If you look at the teams still alive in the Stanley Cup Playoffs, one common theme is they have at least two fantastic centers. The Bruins had that for around a decade with Bergeron and Krejci. They need to get back to that level to be a real title contender again.

2) Scoring winger

Scoring depth was a major problem this year, especially in the bottom-six. Right wing is an area of concern, too. David Pastrnak scored a team-high 40 goals in 74 games. He was the only right winger who gave the team quality scoring production. Left wing was less of a problem, where Brad Marchand (80 points in 70 games) and Taylor Hall (61 points in 81 games) both were solid.

Craig Smith was supposed to be the second-line right winger, but he had an underwhelming 2021-22 campaign with 16 goals in 74 games. He tallied 13 goals in 54 games last season. Smith scored 20-plus goals five times with the Nashville Predators earlier in his career.

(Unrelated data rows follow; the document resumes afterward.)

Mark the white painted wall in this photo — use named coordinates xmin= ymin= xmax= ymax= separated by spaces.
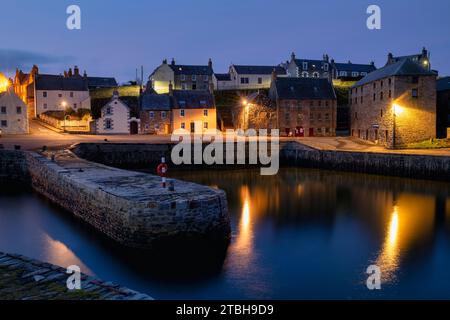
xmin=0 ymin=88 xmax=29 ymax=134
xmin=35 ymin=90 xmax=91 ymax=115
xmin=96 ymin=97 xmax=130 ymax=134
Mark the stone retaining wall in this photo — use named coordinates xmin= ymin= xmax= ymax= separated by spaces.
xmin=0 ymin=150 xmax=29 ymax=183
xmin=27 ymin=150 xmax=230 ymax=249
xmin=0 ymin=252 xmax=153 ymax=300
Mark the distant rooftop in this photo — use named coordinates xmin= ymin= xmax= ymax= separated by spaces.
xmin=275 ymin=78 xmax=336 ymax=100
xmin=354 ymin=59 xmax=436 ymax=87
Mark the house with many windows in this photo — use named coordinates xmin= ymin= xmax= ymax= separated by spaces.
xmin=349 ymin=59 xmax=436 ymax=147
xmin=169 ymin=85 xmax=217 ymax=133
xmin=269 ymin=77 xmax=337 ymax=137
xmin=0 ymin=86 xmax=29 ymax=134
xmin=95 ymin=91 xmax=140 ymax=134
xmin=147 ymin=59 xmax=214 ymax=93
xmin=213 ymin=64 xmax=286 ymax=90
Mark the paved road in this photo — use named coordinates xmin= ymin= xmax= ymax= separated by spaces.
xmin=0 ymin=120 xmax=450 ymax=156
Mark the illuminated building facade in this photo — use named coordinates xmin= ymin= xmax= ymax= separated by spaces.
xmin=349 ymin=58 xmax=436 ymax=147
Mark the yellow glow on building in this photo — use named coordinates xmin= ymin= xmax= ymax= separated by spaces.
xmin=0 ymin=72 xmax=10 ymax=92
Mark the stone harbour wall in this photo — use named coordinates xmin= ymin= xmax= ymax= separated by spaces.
xmin=280 ymin=142 xmax=450 ymax=181
xmin=0 ymin=252 xmax=153 ymax=300
xmin=27 ymin=150 xmax=230 ymax=249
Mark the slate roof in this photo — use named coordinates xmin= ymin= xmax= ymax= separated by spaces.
xmin=274 ymin=78 xmax=336 ymax=100
xmin=233 ymin=65 xmax=286 ymax=75
xmin=87 ymin=77 xmax=117 ymax=88
xmin=35 ymin=74 xmax=88 ymax=91
xmin=169 ymin=64 xmax=213 ymax=76
xmin=353 ymin=59 xmax=436 ymax=87
xmin=172 ymin=90 xmax=215 ymax=109
xmin=334 ymin=63 xmax=377 ymax=73
xmin=436 ymin=77 xmax=450 ymax=91
xmin=141 ymin=94 xmax=173 ymax=111
xmin=214 ymin=73 xmax=231 ymax=81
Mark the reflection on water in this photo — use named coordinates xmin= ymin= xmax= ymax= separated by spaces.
xmin=0 ymin=168 xmax=450 ymax=299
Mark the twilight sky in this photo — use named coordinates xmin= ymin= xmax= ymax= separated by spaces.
xmin=0 ymin=0 xmax=450 ymax=82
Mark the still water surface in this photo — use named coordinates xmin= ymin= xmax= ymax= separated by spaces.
xmin=0 ymin=168 xmax=450 ymax=299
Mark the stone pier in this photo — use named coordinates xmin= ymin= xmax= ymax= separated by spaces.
xmin=26 ymin=150 xmax=230 ymax=249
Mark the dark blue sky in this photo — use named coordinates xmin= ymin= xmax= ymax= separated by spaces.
xmin=0 ymin=0 xmax=450 ymax=81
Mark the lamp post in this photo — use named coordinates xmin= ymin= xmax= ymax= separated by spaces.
xmin=61 ymin=101 xmax=67 ymax=133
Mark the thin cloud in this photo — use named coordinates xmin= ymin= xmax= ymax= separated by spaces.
xmin=0 ymin=49 xmax=73 ymax=72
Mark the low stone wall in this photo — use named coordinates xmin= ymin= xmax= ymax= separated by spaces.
xmin=0 ymin=252 xmax=153 ymax=300
xmin=27 ymin=150 xmax=230 ymax=249
xmin=280 ymin=142 xmax=450 ymax=181
xmin=73 ymin=141 xmax=450 ymax=181
xmin=0 ymin=150 xmax=29 ymax=183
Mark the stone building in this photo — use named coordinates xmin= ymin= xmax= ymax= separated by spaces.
xmin=349 ymin=58 xmax=436 ymax=147
xmin=95 ymin=91 xmax=140 ymax=134
xmin=213 ymin=64 xmax=286 ymax=90
xmin=147 ymin=59 xmax=214 ymax=93
xmin=386 ymin=47 xmax=431 ymax=71
xmin=140 ymin=93 xmax=173 ymax=134
xmin=0 ymin=86 xmax=29 ymax=134
xmin=169 ymin=88 xmax=217 ymax=133
xmin=286 ymin=52 xmax=331 ymax=80
xmin=436 ymin=77 xmax=450 ymax=139
xmin=269 ymin=78 xmax=337 ymax=137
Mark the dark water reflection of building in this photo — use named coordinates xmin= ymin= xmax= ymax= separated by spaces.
xmin=177 ymin=168 xmax=450 ymax=283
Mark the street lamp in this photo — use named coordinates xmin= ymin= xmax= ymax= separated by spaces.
xmin=392 ymin=103 xmax=404 ymax=149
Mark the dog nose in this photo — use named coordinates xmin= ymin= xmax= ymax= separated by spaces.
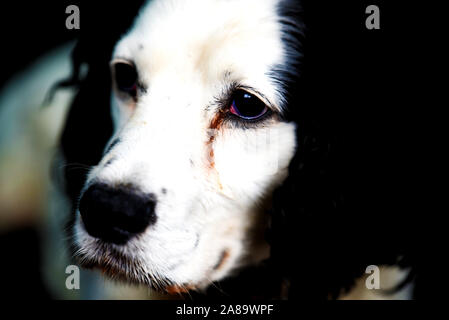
xmin=79 ymin=183 xmax=156 ymax=244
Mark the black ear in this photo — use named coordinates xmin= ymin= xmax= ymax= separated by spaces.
xmin=269 ymin=1 xmax=416 ymax=300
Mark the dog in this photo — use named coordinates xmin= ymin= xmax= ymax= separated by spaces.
xmin=60 ymin=0 xmax=414 ymax=298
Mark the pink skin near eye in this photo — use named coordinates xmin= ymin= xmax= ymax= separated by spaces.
xmin=229 ymin=101 xmax=240 ymax=116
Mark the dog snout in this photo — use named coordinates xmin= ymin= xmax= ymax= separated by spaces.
xmin=79 ymin=183 xmax=156 ymax=244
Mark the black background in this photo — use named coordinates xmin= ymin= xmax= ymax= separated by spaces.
xmin=0 ymin=0 xmax=427 ymax=304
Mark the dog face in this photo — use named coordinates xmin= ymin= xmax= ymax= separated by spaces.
xmin=75 ymin=0 xmax=295 ymax=288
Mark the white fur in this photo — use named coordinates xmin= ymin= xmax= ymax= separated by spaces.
xmin=75 ymin=0 xmax=295 ymax=288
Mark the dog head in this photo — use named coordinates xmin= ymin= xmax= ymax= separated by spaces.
xmin=74 ymin=0 xmax=298 ymax=288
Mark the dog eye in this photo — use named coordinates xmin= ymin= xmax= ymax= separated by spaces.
xmin=229 ymin=90 xmax=268 ymax=120
xmin=114 ymin=62 xmax=137 ymax=96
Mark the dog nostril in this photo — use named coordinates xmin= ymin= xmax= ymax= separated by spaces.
xmin=79 ymin=184 xmax=156 ymax=244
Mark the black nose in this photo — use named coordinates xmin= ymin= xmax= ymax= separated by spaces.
xmin=79 ymin=184 xmax=156 ymax=244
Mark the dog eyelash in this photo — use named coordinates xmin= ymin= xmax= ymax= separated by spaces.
xmin=215 ymin=82 xmax=280 ymax=129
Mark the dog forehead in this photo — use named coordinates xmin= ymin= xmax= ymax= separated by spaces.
xmin=114 ymin=0 xmax=284 ymax=95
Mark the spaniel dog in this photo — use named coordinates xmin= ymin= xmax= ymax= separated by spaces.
xmin=59 ymin=0 xmax=415 ymax=299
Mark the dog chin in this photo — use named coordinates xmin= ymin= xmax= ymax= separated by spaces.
xmin=75 ymin=240 xmax=182 ymax=293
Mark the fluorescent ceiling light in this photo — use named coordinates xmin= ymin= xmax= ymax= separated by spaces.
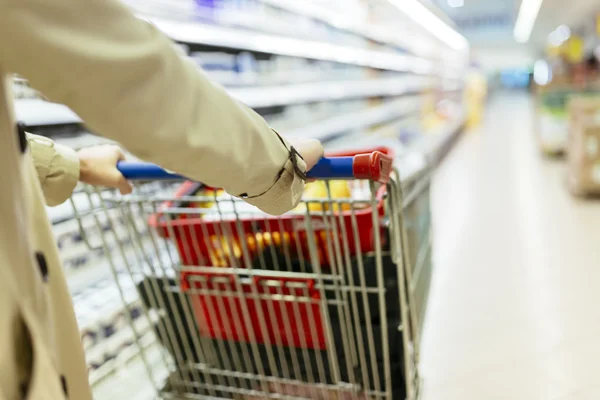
xmin=548 ymin=25 xmax=571 ymax=47
xmin=513 ymin=0 xmax=543 ymax=43
xmin=388 ymin=0 xmax=468 ymax=50
xmin=448 ymin=0 xmax=465 ymax=8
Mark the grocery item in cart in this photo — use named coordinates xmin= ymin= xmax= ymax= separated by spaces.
xmin=150 ymin=148 xmax=393 ymax=267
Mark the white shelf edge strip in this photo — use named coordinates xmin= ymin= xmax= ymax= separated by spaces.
xmin=15 ymin=99 xmax=82 ymax=126
xmin=255 ymin=0 xmax=432 ymax=55
xmin=145 ymin=18 xmax=434 ymax=74
xmin=15 ymin=77 xmax=436 ymax=126
xmin=228 ymin=77 xmax=431 ymax=108
xmin=285 ymin=99 xmax=420 ymax=141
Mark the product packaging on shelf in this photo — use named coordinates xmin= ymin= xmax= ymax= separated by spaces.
xmin=568 ymin=96 xmax=600 ymax=195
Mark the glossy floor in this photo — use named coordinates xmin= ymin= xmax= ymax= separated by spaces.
xmin=421 ymin=94 xmax=600 ymax=400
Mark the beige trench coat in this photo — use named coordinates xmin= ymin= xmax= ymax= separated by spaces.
xmin=0 ymin=0 xmax=306 ymax=400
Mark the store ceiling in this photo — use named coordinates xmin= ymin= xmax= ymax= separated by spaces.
xmin=430 ymin=0 xmax=600 ymax=51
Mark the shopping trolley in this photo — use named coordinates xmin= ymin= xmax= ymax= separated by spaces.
xmin=73 ymin=148 xmax=419 ymax=400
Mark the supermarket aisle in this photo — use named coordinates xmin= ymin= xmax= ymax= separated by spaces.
xmin=422 ymin=94 xmax=600 ymax=400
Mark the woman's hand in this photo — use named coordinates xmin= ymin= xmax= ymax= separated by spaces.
xmin=288 ymin=139 xmax=323 ymax=172
xmin=77 ymin=145 xmax=133 ymax=194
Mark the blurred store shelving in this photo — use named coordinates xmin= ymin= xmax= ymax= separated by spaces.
xmin=14 ymin=0 xmax=468 ymax=399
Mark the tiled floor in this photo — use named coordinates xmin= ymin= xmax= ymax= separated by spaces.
xmin=421 ymin=94 xmax=600 ymax=400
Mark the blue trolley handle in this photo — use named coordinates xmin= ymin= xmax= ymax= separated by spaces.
xmin=117 ymin=151 xmax=392 ymax=183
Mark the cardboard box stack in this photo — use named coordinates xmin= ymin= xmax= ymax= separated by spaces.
xmin=568 ymin=96 xmax=600 ymax=195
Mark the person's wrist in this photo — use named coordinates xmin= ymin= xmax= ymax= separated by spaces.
xmin=77 ymin=153 xmax=91 ymax=182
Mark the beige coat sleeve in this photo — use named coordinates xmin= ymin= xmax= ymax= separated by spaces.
xmin=0 ymin=0 xmax=306 ymax=214
xmin=26 ymin=133 xmax=79 ymax=206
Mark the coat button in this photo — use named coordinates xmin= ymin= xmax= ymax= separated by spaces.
xmin=35 ymin=251 xmax=48 ymax=282
xmin=60 ymin=375 xmax=69 ymax=397
xmin=17 ymin=122 xmax=27 ymax=153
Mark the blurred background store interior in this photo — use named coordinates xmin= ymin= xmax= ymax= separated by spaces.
xmin=14 ymin=0 xmax=600 ymax=400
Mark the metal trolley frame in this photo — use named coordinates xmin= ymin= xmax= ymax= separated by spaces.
xmin=73 ymin=149 xmax=420 ymax=400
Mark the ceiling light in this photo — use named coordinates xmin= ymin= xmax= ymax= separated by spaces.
xmin=548 ymin=25 xmax=571 ymax=47
xmin=513 ymin=0 xmax=543 ymax=43
xmin=388 ymin=0 xmax=472 ymax=50
xmin=448 ymin=0 xmax=465 ymax=8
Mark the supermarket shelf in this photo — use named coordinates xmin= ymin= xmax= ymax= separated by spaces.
xmin=255 ymin=0 xmax=435 ymax=56
xmin=146 ymin=18 xmax=435 ymax=74
xmin=15 ymin=99 xmax=82 ymax=126
xmin=228 ymin=77 xmax=431 ymax=108
xmin=285 ymin=98 xmax=420 ymax=142
xmin=15 ymin=77 xmax=430 ymax=126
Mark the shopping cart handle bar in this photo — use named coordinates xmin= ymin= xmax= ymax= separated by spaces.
xmin=117 ymin=151 xmax=392 ymax=183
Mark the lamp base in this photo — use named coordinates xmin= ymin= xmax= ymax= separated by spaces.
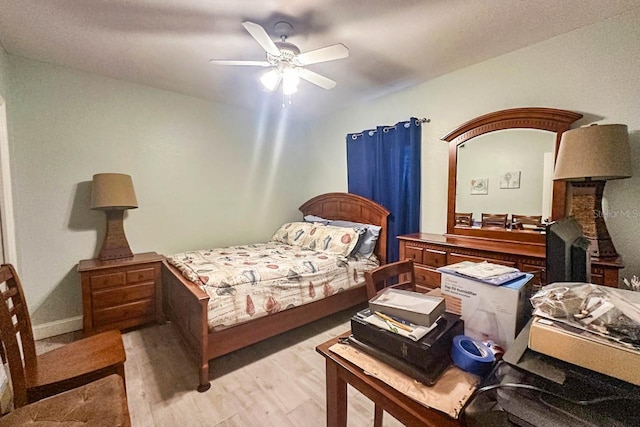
xmin=571 ymin=181 xmax=618 ymax=258
xmin=98 ymin=209 xmax=133 ymax=261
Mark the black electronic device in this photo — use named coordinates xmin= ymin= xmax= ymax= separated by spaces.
xmin=351 ymin=309 xmax=464 ymax=371
xmin=546 ymin=217 xmax=591 ymax=284
xmin=347 ymin=335 xmax=451 ymax=386
xmin=480 ymin=322 xmax=640 ymax=427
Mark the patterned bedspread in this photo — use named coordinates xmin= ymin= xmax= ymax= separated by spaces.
xmin=168 ymin=242 xmax=378 ymax=328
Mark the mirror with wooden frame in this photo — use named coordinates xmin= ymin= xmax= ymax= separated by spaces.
xmin=442 ymin=107 xmax=582 ymax=243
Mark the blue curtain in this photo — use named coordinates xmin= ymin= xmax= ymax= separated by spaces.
xmin=347 ymin=117 xmax=422 ymax=262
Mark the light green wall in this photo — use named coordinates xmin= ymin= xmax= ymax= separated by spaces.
xmin=309 ymin=9 xmax=640 ymax=282
xmin=8 ymin=55 xmax=308 ymax=324
xmin=0 ymin=46 xmax=9 ymax=98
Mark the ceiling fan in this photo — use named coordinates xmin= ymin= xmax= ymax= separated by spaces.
xmin=209 ymin=21 xmax=349 ymax=95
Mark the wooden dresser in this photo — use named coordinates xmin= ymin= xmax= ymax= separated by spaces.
xmin=78 ymin=252 xmax=163 ymax=335
xmin=398 ymin=233 xmax=623 ymax=291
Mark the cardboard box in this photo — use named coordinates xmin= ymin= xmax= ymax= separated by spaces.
xmin=529 ymin=317 xmax=640 ymax=386
xmin=440 ymin=272 xmax=533 ymax=350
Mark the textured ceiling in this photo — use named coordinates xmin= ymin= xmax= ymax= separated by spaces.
xmin=0 ymin=0 xmax=640 ymax=117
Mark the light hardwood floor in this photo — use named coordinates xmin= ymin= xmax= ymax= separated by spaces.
xmin=37 ymin=310 xmax=402 ymax=427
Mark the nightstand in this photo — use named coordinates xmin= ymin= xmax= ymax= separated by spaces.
xmin=78 ymin=252 xmax=164 ymax=335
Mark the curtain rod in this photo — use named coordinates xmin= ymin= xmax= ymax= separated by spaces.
xmin=351 ymin=117 xmax=431 ymax=140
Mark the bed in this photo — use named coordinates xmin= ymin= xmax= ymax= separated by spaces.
xmin=162 ymin=193 xmax=389 ymax=392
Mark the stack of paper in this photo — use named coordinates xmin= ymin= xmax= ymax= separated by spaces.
xmin=438 ymin=261 xmax=525 ymax=286
xmin=369 ymin=289 xmax=445 ymax=328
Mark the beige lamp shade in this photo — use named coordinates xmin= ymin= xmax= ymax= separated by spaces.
xmin=91 ymin=173 xmax=138 ymax=210
xmin=553 ymin=125 xmax=631 ymax=181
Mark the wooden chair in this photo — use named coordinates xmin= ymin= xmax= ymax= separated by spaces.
xmin=482 ymin=213 xmax=507 ymax=228
xmin=455 ymin=212 xmax=473 ymax=227
xmin=364 ymin=259 xmax=416 ymax=299
xmin=0 ymin=374 xmax=131 ymax=427
xmin=364 ymin=259 xmax=416 ymax=427
xmin=511 ymin=214 xmax=542 ymax=230
xmin=0 ymin=264 xmax=126 ymax=408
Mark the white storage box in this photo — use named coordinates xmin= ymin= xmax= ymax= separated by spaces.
xmin=440 ymin=272 xmax=533 ymax=350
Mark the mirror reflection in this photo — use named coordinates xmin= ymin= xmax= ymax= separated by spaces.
xmin=455 ymin=128 xmax=556 ymax=229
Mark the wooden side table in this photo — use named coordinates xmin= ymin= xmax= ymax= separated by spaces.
xmin=78 ymin=252 xmax=164 ymax=335
xmin=316 ymin=332 xmax=466 ymax=427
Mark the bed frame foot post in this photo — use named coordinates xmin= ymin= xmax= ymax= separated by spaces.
xmin=198 ymin=362 xmax=211 ymax=393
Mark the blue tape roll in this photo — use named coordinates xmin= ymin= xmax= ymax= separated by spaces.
xmin=451 ymin=335 xmax=495 ymax=377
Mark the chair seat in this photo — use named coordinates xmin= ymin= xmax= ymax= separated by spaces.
xmin=0 ymin=375 xmax=131 ymax=427
xmin=26 ymin=330 xmax=126 ymax=402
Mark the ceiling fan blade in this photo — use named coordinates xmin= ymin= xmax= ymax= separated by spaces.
xmin=242 ymin=21 xmax=280 ymax=56
xmin=296 ymin=43 xmax=349 ymax=65
xmin=209 ymin=59 xmax=271 ymax=67
xmin=297 ymin=68 xmax=337 ymax=90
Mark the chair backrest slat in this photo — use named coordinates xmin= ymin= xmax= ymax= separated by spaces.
xmin=364 ymin=260 xmax=416 ymax=299
xmin=0 ymin=264 xmax=37 ymax=408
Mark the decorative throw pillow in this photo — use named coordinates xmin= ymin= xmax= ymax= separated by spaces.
xmin=302 ymin=224 xmax=358 ymax=257
xmin=304 ymin=215 xmax=331 ymax=225
xmin=330 ymin=221 xmax=382 ymax=258
xmin=271 ymin=222 xmax=317 ymax=246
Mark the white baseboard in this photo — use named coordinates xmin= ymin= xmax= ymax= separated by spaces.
xmin=33 ymin=316 xmax=82 ymax=340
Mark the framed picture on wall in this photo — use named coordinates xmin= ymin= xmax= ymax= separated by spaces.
xmin=471 ymin=178 xmax=489 ymax=194
xmin=500 ymin=171 xmax=520 ymax=188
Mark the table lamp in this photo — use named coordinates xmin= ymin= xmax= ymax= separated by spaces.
xmin=91 ymin=173 xmax=138 ymax=261
xmin=553 ymin=124 xmax=631 ymax=258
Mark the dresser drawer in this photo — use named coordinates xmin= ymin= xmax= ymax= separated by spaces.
xmin=78 ymin=252 xmax=164 ymax=335
xmin=93 ymin=299 xmax=155 ymax=327
xmin=422 ymin=249 xmax=447 ymax=268
xmin=89 ymin=271 xmax=126 ymax=290
xmin=591 ymin=271 xmax=604 ymax=285
xmin=413 ymin=265 xmax=440 ymax=288
xmin=404 ymin=245 xmax=422 ymax=264
xmin=91 ymin=282 xmax=155 ymax=309
xmin=448 ymin=252 xmax=516 ymax=267
xmin=127 ymin=267 xmax=156 ymax=283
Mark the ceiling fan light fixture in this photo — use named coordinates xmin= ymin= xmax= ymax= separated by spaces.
xmin=260 ymin=68 xmax=282 ymax=92
xmin=282 ymin=68 xmax=300 ymax=95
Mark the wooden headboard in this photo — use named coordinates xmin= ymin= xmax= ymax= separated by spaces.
xmin=299 ymin=193 xmax=389 ymax=265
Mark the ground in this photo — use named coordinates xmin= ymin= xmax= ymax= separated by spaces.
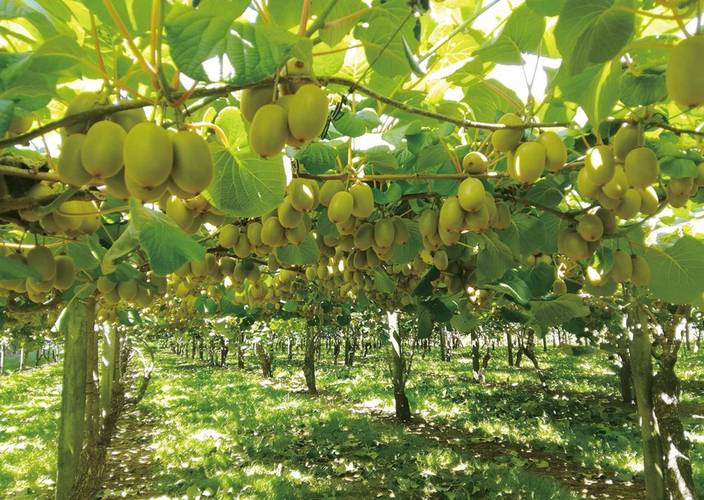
xmin=0 ymin=349 xmax=704 ymax=499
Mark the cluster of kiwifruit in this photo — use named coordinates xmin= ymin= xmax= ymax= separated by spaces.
xmin=95 ymin=272 xmax=167 ymax=308
xmin=491 ymin=113 xmax=567 ymax=184
xmin=240 ymin=59 xmax=329 ymax=158
xmin=57 ymin=92 xmax=213 ymax=201
xmin=18 ymin=181 xmax=100 ymax=237
xmin=218 ymin=178 xmax=319 ymax=259
xmin=0 ymin=245 xmax=76 ymax=303
xmin=584 ymin=250 xmax=650 ymax=288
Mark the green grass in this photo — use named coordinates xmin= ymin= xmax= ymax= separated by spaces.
xmin=0 ymin=364 xmax=61 ymax=498
xmin=135 ymin=356 xmax=573 ymax=498
xmin=0 ymin=348 xmax=704 ymax=499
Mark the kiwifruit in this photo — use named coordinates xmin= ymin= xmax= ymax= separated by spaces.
xmin=462 ymin=151 xmax=487 ymax=175
xmin=584 ymin=145 xmax=616 ymax=186
xmin=612 ymin=125 xmax=643 ymax=161
xmin=95 ymin=276 xmax=117 ymax=294
xmin=392 ymin=216 xmax=411 ymax=245
xmin=166 ymin=195 xmax=196 ymax=229
xmin=577 ymin=214 xmax=604 ymax=241
xmin=557 ymin=230 xmax=590 ymax=260
xmin=288 ymin=83 xmax=328 ymax=141
xmin=665 ymin=35 xmax=704 ymax=106
xmin=538 ymin=131 xmax=567 ymax=172
xmin=218 ymin=224 xmax=240 ymax=248
xmin=623 ymin=147 xmax=660 ymax=189
xmin=491 ymin=113 xmax=523 ymax=153
xmin=123 ymin=122 xmax=174 ymax=188
xmin=320 ymin=179 xmax=345 ymax=207
xmin=576 ymin=168 xmax=601 ymax=199
xmin=418 ymin=208 xmax=438 ymax=237
xmin=105 ymin=169 xmax=130 ymax=200
xmin=640 ymin=186 xmax=660 ymax=215
xmin=552 ymin=278 xmax=567 ymax=295
xmin=433 ymin=250 xmax=448 ymax=271
xmin=349 ymin=183 xmax=374 ymax=219
xmin=611 ymin=250 xmax=633 ymax=283
xmin=125 ymin=171 xmax=169 ymax=201
xmin=261 ymin=217 xmax=286 ymax=248
xmin=81 ymin=120 xmax=127 ymax=179
xmin=287 ymin=178 xmax=318 ymax=212
xmin=631 ymin=255 xmax=650 ymax=286
xmin=374 ymin=218 xmax=396 ymax=248
xmin=514 ymin=142 xmax=547 ymax=184
xmin=112 ymin=108 xmax=147 ymax=132
xmin=117 ymin=279 xmax=138 ymax=302
xmin=614 ymin=188 xmax=641 ymax=220
xmin=64 ymin=92 xmax=104 ymax=134
xmin=354 ymin=222 xmax=374 ymax=251
xmin=601 ymin=165 xmax=628 ymax=200
xmin=171 ymin=130 xmax=213 ymax=196
xmin=276 ymin=195 xmax=303 ymax=229
xmin=286 ymin=222 xmax=308 ymax=245
xmin=457 ymin=177 xmax=486 ymax=212
xmin=249 ymin=104 xmax=288 ymax=158
xmin=328 ymin=191 xmax=354 ymax=224
xmin=438 ymin=196 xmax=464 ymax=233
xmin=56 ymin=134 xmax=93 ymax=187
xmin=240 ymin=85 xmax=274 ymax=122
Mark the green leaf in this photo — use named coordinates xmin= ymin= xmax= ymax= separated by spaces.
xmin=333 ymin=108 xmax=379 ymax=137
xmin=526 ymin=0 xmax=566 ymax=17
xmin=477 ymin=233 xmax=513 ymax=282
xmin=130 ymin=198 xmax=205 ymax=276
xmin=621 ymin=73 xmax=667 ymax=107
xmin=558 ymin=60 xmax=621 ymax=126
xmin=645 ymin=236 xmax=704 ymax=304
xmin=0 ymin=99 xmax=15 ymax=137
xmin=530 ymin=293 xmax=590 ymax=327
xmin=276 ymin=233 xmax=320 ymax=266
xmin=225 ymin=21 xmax=304 ymax=85
xmin=0 ymin=255 xmax=39 ymax=280
xmin=164 ymin=0 xmax=250 ymax=80
xmin=371 ymin=267 xmax=396 ymax=293
xmin=555 ymin=0 xmax=635 ymax=74
xmin=391 ymin=218 xmax=423 ymax=264
xmin=296 ymin=142 xmax=339 ymax=175
xmin=476 ymin=4 xmax=545 ymax=64
xmin=203 ymin=144 xmax=286 ymax=217
xmin=215 ymin=106 xmax=249 ymax=150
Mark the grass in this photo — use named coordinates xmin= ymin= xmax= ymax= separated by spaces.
xmin=0 ymin=342 xmax=704 ymax=499
xmin=0 ymin=364 xmax=61 ymax=498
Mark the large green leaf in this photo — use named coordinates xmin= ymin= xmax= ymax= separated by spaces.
xmin=555 ymin=0 xmax=635 ymax=74
xmin=558 ymin=60 xmax=621 ymax=126
xmin=224 ymin=21 xmax=304 ymax=85
xmin=645 ymin=236 xmax=704 ymax=304
xmin=530 ymin=293 xmax=589 ymax=327
xmin=203 ymin=144 xmax=286 ymax=217
xmin=164 ymin=0 xmax=249 ymax=80
xmin=130 ymin=199 xmax=205 ymax=276
xmin=276 ymin=233 xmax=320 ymax=266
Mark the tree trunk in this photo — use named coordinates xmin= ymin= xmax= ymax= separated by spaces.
xmin=386 ymin=312 xmax=411 ymax=422
xmin=56 ymin=299 xmax=95 ymax=500
xmin=440 ymin=326 xmax=447 ymax=361
xmin=100 ymin=321 xmax=120 ymax=419
xmin=653 ymin=308 xmax=697 ymax=500
xmin=255 ymin=340 xmax=273 ymax=378
xmin=629 ymin=312 xmax=667 ymax=500
xmin=618 ymin=349 xmax=633 ymax=405
xmin=303 ymin=327 xmax=318 ymax=394
xmin=506 ymin=328 xmax=513 ymax=366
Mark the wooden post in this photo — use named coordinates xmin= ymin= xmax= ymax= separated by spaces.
xmin=56 ymin=299 xmax=95 ymax=500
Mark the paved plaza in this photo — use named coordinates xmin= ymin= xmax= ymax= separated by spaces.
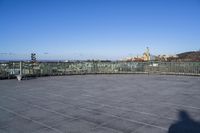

We have not seen that same player in Boston. Smith also has scored only two goals in 17 playoff games with the B’s, including none in seven games versus the Hurricanes.

Smith is entering the final year of his contract. The Bruins need to find a younger, more consistent and more productive offensive player for his role. Doing so this offseason would be ideal.


What will happen with Jake DeBrusk? He requested a trade in 2021 but wasn’t moved. He said at the team’s break-up day earlier this month that he would take some time to think about it and assess the season. The Bruins cannot afford to trade him unless they get a similar player in return. DeBrusk had a strong finish to the regular season and ended up with 25 goals, which ranked third on the team. It would be ludicrous for a team without the ideal amount of scoring depth to get rid of its third-leading goal scorer for future assets (draft picks, prospects).

Nick Foligno scored two goals all season despite his $3.8 million salary cap hit. He’s well past his prime and now represents one of the worst contracts on the roster, even though it expires after 2022-23. The Bruins need to find an upgrade over Foligno. Tomas Nosek scored three goals all season, and none came after Jan. 2. Curtis Lazar played right wing for long stretches of the season. He’s a UFA this summer.

Bruins’ top prospect Fabian Lysell leads historic WHL playoff upset

A young player such as top prospect Fabian Lysell making the roster and providing much-needed goal scoring and playmaking would be the best-case scenario for the third line. Either way, the Bruins have to boost their offensive skill in the bottom-six, especially on the wings.

3) Integrating more young players into the lineup

The Bruins went out into free agency and sign several veteran forwards over the last two offseason, most notably Foligno, Nosek, Haula and Smith.

These additions made it pretty difficult for the Bruins to promote any of their young forwards from Providence to the NHL roster. After a mostly lackluster 2021-22 season for the veterans listed above (except Haula), it’s time for Boston to try to trade one or more of those players and replace them with a younger version.

Studnicka is never going to fulfill his potential if he plays a couple games in Boston and is sent back to Providence if he doesn’t perform at a high level. Young players need to be given more of a leash. The pressure of having to be awesome right away for fear of going back to the AHL is something the B’s need to avoid. Studnicka plays with good speed and has enough offensive skill to provide a spark in the bottom six. He just needs more than 15-20 games to establish himself.


Other younger forwards such as Mark McLaughlin, Oskar Steen, Jakob Lauko and Georgii Merkulov should get a look at the NHL level, too. Even Trent Frederic should get more ice time so the Bruins can determine if the 2016 first-round pick has a long-term future with the franchise. Of course, Lysell coming up and being an impact winger would be awesome, but he has just one season of experience in North America.

The Bruins must put a larger emphasis on developing young players and giving them a prolonged opportunity to make it in the NHL. Drafting poorly, failing to develop and then having to go out in free agency to sign older, expensive veterans to fill out the roster is not a winning formula.

Maybe it works in the short term, but it’s not sustainable. That salary cap space could be better used elsewhere.